This week’s Tidy Tuesday data is about the Oregon Spotted Frog. The data comes from USGS. This data set focuses on Oregon Spotted Frog demographics at the Crane Prairie Reservoir in Oregon.
This week was a bit of a switch up from previous weeks. I had done some shapefile/map graphing via ggplot2 in the last few Tidy Tuesday’s, so I paired some simpler map plots with a logistic regression to predict if there was a visuals of a frog (i.e. Detection is “Visual” or “Captured”).
Given I know next to nothing about Oregon Spotted Frogs and also there are many levels of the categorical variables in the data frame, I opted to use Lasso to select the predictor variables in my logistic regression. This was my first ever time doing logistic regression in R, so I still have a lot to learn, but it was great to try it out.
frogs <- readr::read_csv('https://raw.githubusercontent.com/rfordatascience/tidytuesday/master/data/2022/2022-08-02/frogs.csv')
I began by converting the UTM coordinates to longitude and latitude to use “osmaps”. The structure of this code is largely adapted from Jonathon Kitt.
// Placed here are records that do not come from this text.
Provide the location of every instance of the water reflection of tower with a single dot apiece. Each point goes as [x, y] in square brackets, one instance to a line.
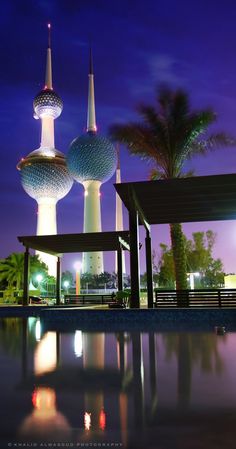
[45, 421]
[44, 175]
[93, 357]
[91, 161]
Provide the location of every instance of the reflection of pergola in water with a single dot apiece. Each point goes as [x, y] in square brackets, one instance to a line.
[186, 200]
[59, 244]
[125, 381]
[202, 198]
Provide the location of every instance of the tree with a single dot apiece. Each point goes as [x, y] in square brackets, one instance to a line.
[12, 269]
[199, 258]
[169, 135]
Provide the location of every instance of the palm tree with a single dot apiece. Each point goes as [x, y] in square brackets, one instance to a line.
[12, 269]
[167, 136]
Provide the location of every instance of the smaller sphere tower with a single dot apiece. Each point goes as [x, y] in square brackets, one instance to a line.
[44, 174]
[92, 160]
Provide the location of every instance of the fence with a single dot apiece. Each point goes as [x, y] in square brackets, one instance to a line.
[214, 298]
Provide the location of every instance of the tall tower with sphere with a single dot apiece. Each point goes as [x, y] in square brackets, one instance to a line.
[44, 174]
[92, 160]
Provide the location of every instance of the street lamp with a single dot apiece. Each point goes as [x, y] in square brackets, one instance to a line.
[191, 279]
[77, 266]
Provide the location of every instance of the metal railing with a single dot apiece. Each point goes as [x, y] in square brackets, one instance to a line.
[81, 300]
[200, 298]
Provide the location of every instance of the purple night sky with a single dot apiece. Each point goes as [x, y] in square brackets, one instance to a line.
[137, 45]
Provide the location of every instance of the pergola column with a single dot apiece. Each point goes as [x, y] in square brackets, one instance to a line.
[26, 278]
[134, 259]
[148, 247]
[120, 268]
[58, 282]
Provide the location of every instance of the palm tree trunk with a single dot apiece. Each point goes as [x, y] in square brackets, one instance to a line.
[179, 255]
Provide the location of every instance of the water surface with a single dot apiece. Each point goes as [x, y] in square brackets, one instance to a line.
[159, 390]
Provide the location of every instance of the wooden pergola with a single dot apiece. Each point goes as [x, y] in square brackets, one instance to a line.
[59, 244]
[181, 200]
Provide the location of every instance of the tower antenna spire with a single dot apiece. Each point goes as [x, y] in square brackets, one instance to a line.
[91, 116]
[118, 156]
[48, 77]
[49, 35]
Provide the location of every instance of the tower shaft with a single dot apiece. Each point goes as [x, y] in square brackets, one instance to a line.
[47, 134]
[119, 218]
[93, 261]
[47, 225]
[91, 117]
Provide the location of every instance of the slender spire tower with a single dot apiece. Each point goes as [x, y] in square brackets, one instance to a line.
[119, 211]
[44, 174]
[91, 161]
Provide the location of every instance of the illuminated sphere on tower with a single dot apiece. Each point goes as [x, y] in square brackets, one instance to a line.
[91, 157]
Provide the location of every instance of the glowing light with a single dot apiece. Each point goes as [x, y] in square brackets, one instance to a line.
[39, 277]
[44, 399]
[78, 344]
[78, 265]
[38, 330]
[45, 358]
[102, 420]
[87, 421]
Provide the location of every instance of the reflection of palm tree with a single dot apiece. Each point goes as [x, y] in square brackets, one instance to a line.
[167, 137]
[190, 349]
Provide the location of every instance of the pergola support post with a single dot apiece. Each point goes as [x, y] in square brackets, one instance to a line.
[26, 278]
[120, 268]
[148, 247]
[58, 282]
[134, 259]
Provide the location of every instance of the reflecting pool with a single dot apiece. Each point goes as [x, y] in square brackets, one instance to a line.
[161, 390]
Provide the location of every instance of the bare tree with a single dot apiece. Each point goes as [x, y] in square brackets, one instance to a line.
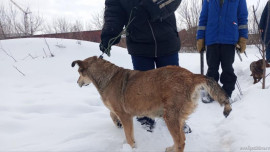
[97, 20]
[12, 23]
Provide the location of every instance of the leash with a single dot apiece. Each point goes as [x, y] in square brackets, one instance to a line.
[112, 40]
[238, 51]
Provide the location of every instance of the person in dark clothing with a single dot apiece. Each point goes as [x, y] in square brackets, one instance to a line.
[265, 29]
[222, 26]
[151, 36]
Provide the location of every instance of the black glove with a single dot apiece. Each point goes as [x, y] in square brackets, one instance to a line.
[103, 46]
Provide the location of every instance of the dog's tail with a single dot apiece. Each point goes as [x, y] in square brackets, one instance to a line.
[216, 92]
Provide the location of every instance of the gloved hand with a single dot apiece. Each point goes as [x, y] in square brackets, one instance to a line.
[103, 46]
[200, 44]
[242, 44]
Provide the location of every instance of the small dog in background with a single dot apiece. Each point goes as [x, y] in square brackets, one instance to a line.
[256, 69]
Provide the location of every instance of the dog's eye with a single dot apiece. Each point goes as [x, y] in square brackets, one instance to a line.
[81, 70]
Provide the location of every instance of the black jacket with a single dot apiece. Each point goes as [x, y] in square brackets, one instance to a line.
[263, 23]
[153, 31]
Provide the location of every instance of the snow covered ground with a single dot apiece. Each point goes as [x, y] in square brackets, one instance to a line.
[45, 110]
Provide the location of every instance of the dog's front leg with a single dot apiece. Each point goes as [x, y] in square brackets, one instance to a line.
[116, 120]
[171, 117]
[127, 123]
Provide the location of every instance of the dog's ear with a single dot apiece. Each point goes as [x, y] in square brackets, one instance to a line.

The link to the code I implemented is here.
utm_coords <- frogs %>%
select(UTME_83, UTMN_83)
longlat_coords <- st_as_sf(x = utm_coords,
coords = c("UTME_83", "UTMN_83"),
crs = "+proj=utm +zone=10") %>%
st_transform(crs = "+proj=longlat +datum=WGS84") %>%
as_tibble()
list_long <- list()
list_lat <- list()
for (i in 1:nrow(longlat_coords)){
list_long[[i]] <- longlat_coords$geometry[[i]][1]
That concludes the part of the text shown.